Emails, passwords, photographs, and birth dates are all digital assets you own yet leave to centralized authorities to protect. However, it appears that they are losing these items to hackers daily. You'd be forgiven for being wary about entrusting your metaverse objects to the same company for protection, given that track record.

NFTs, on the other hand, are constructed differently. You and no one else will hold and store them on blockchain networks. The blockchain requires a massive 51 percent commitment of the network's consensus resources to approve each block of transactions. Any potential bad actor would have to generate an incredible amount of liquidity — think billions — merely to snag an NFT from your wallet with such a massive commitment.

There is no other viable alternative for cracking a blockchain's security protections other than following the 51 percent route. The strength of NFTs for keeping security is that each NFT on the blockchain contains the protection of the entire network. Which begs the question: is a blockchain nearly hard to hack more secure than the lock on your front door?

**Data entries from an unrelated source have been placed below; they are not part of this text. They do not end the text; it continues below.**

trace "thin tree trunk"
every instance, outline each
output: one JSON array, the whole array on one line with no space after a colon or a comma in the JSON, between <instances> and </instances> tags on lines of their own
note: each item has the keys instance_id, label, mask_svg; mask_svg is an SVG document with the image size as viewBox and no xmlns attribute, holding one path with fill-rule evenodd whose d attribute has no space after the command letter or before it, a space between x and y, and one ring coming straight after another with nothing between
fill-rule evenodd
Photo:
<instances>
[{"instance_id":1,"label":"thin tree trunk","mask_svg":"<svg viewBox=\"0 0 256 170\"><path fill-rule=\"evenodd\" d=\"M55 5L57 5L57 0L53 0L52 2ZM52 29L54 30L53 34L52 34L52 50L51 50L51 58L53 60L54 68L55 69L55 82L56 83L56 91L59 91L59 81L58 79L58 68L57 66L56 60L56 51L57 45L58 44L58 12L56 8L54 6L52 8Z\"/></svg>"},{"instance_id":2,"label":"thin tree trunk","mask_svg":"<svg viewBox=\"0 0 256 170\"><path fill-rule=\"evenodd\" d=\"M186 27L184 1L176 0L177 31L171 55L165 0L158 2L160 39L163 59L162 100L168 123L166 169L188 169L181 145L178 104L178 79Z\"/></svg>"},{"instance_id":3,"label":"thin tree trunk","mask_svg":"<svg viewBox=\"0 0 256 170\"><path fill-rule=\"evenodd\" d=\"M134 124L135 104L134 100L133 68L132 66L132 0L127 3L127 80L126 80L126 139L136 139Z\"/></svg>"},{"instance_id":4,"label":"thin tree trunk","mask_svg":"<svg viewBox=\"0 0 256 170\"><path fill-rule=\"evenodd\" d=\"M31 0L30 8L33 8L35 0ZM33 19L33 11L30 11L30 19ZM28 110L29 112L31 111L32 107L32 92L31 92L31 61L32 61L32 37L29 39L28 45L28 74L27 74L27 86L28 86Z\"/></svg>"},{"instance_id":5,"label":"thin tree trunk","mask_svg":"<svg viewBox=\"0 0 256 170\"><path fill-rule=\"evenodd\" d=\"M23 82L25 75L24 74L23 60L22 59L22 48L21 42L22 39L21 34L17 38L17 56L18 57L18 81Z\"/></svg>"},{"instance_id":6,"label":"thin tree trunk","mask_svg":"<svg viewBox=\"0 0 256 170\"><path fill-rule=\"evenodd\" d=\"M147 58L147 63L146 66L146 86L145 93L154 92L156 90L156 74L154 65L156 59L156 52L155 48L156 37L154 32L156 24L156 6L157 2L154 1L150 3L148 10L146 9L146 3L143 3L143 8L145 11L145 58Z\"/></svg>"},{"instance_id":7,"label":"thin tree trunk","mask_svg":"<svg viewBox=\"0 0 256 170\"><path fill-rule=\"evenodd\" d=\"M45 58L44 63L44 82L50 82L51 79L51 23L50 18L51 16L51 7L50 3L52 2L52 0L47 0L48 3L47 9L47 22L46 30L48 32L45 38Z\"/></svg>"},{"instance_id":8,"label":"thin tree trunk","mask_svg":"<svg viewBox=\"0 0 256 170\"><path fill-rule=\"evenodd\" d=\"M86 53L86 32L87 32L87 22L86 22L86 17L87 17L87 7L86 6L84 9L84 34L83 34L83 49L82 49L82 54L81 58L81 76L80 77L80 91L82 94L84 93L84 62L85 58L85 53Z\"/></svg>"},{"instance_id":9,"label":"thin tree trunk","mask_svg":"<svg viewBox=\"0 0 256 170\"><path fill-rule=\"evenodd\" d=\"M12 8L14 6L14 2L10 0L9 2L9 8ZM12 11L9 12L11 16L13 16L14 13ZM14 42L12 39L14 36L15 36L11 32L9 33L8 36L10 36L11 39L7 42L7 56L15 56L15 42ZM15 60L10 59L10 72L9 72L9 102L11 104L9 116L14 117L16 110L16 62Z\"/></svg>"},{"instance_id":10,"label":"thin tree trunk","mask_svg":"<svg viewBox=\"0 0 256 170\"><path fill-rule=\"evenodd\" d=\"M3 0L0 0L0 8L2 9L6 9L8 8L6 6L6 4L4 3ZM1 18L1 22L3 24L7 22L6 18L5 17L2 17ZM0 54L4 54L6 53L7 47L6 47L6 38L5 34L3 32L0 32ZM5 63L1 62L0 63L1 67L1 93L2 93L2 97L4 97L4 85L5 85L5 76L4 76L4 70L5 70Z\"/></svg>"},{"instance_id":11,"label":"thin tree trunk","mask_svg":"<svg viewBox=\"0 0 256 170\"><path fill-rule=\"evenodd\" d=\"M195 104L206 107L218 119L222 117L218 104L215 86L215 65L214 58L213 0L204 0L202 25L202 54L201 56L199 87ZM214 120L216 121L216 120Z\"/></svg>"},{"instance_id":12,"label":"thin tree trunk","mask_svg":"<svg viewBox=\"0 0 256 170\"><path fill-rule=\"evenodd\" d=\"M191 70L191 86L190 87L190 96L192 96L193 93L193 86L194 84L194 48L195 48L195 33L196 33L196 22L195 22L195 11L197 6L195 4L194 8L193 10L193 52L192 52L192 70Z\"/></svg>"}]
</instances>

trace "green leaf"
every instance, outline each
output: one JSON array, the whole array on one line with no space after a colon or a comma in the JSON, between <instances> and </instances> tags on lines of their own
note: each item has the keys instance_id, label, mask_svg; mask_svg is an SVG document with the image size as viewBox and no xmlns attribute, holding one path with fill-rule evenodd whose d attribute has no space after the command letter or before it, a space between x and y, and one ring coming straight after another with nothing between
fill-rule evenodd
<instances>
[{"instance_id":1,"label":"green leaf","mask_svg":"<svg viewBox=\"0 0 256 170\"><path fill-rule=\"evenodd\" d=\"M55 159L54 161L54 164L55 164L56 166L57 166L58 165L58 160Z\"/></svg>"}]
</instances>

NFTs Will Be Important in Metaverse Economy

There is currently no other technology that produces, ensures, and secures digital ownership and object scarcity the same way NFTs do. Look no farther than the Axie Infinity game for a great example of how an NFT-based metaverse economy operates.

Players own everything in the Axie universe. Every game aspect is built on unique 1-of-1 scarcity, including your character (called an axie), the land your axie walks on, and its weaponry. You'll find a bustling scene in the Axie Marketplace, where gamers sell enhanced axie characters, unique weaponry, developed land, and other valuable stuff.

The Sandbox is a thriving Ethereum-based metaverse with a fully functional virtual real-estate economy. Every day, Sandbox players add businesses and venues like nightclubs to their plots of land. Those plots of property — and the enterprises that have grown up on them — are put up for sale, just as in real life. That land can sometimes command millions of dollars.

Today, everyone is developing a metaverse, even companies like Chevron and Budweiser. As more notable brands join the metaverse bandwagon, a considerable shift in the global economy toward digital item ownership is becoming apparent.

However, such a transformation is impossible without NFTs like MonsterArmy, so blockchain networks like Ethereum, Tezos, Polkadot, and Solana are critical infrastructures for tomorrow's virtual reality.